Elon Musk tests Wall Street’s appetite for unprofitable cash-burning ventures
With his latest move, Elon Musk is challenging Wall Street to determine whether merging two of his high-flying but unprofitable companies will help bolster their performance or double their risk.
How investors decide the issue is crucial to the future of a combined Tesla and SolarCity because they’ll need to continue tapping the financial markets to satisfy their voracious appetite for funds.
Electric automaker Tesla Motors Inc. agreed Monday to acquire solar-power provider SolarCity Corp. for $2.6 billion in Tesla stock. Musk is the largest shareholder and chairman of both firms.
The billionaire sees the companies’ marriage as a way to gain efficiencies for both operations, part of his “master plan” to combine solar power and its storage — such as for Tesla car batteries — into a single “sustainable energy company.”
“We expect to achieve cost synergies of $150 million in the first full year after closing” the merger, Tesla said in a blog post Monday.
But both Tesla and SolarCity have been losing money and burning through lots of cash as they attempt to expand their operations. Both rely on government subsidies, which won’t last forever. Those factors have some analysts fretting that fusing the firms makes their financial situation more precarious.
“We see benefits from a combined solar/storage offering and manufacturing efficiencies, but remain concerned about cash flow and capital needs,” analyst Efraim Levy of S&P Global Market Intelligence said in a note to clients Monday.
Tesla lost $888.7 million on revenue of $4.05 billion in 2015, a year in which it delivered 50,580 vehicles, mostly its mainstay Model S sedan.
Tesla, based in Palo Alto, also builds the Model X sport utility vehicle and is ramping up production for its $35,000 mass-market sedan, the Model 3, with deliveries set to start late next year.
So far, Wall Street has been willing to keep supporting Musk’s companies with fresh capital, a need that is expected to grow as Tesla and SolarCity tackle bigger pieces of Musk’s master plan.
Tesla had $1.44 billion of cash as of March 31, down from nearly $2 billion at the end of 2014. But in May, the company raised an additional $1.7 billion with a secondary stock offering; it’s a familiar pattern in which Tesla has issued stock or convertible debt every year since it went public in June 2010.
SolarCity, meanwhile, lost $768.8 million last year on revenue of $399.6 million, and its cash on the balance sheet shrank to $361.7 million as of March 31 from $504.4 million at the end of 2014. It also had more than $1 billion of long-term debt.

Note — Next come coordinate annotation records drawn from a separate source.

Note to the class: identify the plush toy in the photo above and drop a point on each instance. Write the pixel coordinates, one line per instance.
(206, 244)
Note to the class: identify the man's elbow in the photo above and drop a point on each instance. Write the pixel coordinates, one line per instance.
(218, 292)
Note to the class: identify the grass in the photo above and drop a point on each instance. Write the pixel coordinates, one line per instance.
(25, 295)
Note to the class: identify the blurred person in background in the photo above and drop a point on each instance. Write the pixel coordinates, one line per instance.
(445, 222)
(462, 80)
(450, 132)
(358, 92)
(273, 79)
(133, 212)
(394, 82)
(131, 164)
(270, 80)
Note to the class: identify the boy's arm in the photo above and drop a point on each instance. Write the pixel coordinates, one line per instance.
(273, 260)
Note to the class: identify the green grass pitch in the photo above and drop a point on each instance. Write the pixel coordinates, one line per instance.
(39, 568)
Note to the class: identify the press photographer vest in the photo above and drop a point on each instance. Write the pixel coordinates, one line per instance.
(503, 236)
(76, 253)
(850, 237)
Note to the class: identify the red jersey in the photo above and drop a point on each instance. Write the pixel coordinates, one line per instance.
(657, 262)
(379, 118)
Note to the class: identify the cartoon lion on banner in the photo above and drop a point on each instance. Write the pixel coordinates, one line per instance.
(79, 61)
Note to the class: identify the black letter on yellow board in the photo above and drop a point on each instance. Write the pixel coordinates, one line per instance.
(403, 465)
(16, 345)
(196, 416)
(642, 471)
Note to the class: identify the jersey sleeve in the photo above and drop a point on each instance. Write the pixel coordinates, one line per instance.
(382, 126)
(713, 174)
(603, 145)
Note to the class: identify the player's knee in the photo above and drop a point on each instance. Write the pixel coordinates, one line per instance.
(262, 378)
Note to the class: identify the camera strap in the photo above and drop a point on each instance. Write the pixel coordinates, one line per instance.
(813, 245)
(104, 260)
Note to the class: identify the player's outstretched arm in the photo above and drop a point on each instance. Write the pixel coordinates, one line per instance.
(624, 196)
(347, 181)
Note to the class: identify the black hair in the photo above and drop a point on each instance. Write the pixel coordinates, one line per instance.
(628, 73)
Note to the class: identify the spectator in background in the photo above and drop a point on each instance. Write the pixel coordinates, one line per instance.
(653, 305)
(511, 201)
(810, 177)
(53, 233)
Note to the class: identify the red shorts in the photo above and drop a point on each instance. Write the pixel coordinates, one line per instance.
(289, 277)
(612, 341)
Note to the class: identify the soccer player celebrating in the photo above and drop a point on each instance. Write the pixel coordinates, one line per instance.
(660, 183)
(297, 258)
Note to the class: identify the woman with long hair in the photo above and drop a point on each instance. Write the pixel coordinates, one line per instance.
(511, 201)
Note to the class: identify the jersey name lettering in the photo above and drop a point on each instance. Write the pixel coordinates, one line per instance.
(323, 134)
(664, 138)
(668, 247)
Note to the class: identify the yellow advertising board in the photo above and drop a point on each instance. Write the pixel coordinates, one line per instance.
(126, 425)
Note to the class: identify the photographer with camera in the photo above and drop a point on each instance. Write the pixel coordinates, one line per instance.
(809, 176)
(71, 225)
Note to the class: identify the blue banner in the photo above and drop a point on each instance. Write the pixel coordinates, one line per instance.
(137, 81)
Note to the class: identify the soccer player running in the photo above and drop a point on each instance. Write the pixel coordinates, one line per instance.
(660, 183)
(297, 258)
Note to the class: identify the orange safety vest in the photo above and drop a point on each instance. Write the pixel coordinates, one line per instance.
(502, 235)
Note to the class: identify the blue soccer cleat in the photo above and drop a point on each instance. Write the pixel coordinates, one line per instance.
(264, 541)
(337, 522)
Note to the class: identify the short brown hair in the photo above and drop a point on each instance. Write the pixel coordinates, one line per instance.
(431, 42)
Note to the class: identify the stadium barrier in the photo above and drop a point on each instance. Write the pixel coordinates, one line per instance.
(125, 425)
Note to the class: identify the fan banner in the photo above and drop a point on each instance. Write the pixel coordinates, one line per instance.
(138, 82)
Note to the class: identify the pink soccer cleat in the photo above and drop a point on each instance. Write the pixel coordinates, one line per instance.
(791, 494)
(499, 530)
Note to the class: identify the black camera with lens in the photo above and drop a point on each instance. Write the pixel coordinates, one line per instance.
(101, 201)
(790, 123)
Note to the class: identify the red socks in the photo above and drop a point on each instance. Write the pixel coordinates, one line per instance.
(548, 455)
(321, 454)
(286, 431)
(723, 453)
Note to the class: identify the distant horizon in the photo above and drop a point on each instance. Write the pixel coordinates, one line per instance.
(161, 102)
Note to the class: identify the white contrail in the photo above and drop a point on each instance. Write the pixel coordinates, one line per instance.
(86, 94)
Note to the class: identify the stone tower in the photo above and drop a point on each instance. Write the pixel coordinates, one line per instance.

In a separate statement updating its 2016 operations, SolarCity said Monday that “residential bookings in the first half of the year were still lower than we anticipated” despite fresh efforts to boost sales.
The statement “reaffirms weak market trends,” analyst Patrick Jobin of Credit Suisse said in a research note.
SolarCity also is facing regulatory pressure in certain states such as Nevada and Arizona, which is one reason that its stock price has plunged by more than half so far this year.
In December, for instance, SolarCity announced that it would cease operations in Nevada after regulators drastically cut benefits to rooftop solar owners.
Utility companies argue that rooftop solar owners do not pay their fair share of the cost for the poles, wires and substations that make up the electric grid.
Utilities have pressed regulators in states nationwide to increase fees on rooftop solar owners and to cut the amount paid for electricity that those solar owners produce. That could curb demand for SolarCity’s products.
SolarCity’s shares fell $1.98, or 7.4%, to $24.72 on Monday. Tesla’s stock fell $4.78, or 2%, to $230.01.
Their proposed merger calls for SolarCity holders to receive 0.11 of a Tesla share for each SolarCity share, or $25.30 a share based on Tesla’s close Monday.
When the companies first disclosed their deal in June, they indicated a price between $26.50 and $28.50 of Tesla stock per SolarCity share.
Musk on Monday assured investors that the companies’ rapid cash consumption was more a sign of success than anything else.
“If we weren’t in such a kind of crazy rapid growth mode,” he told analysts during a conference call, “we would be producing significant free positive cash flow.”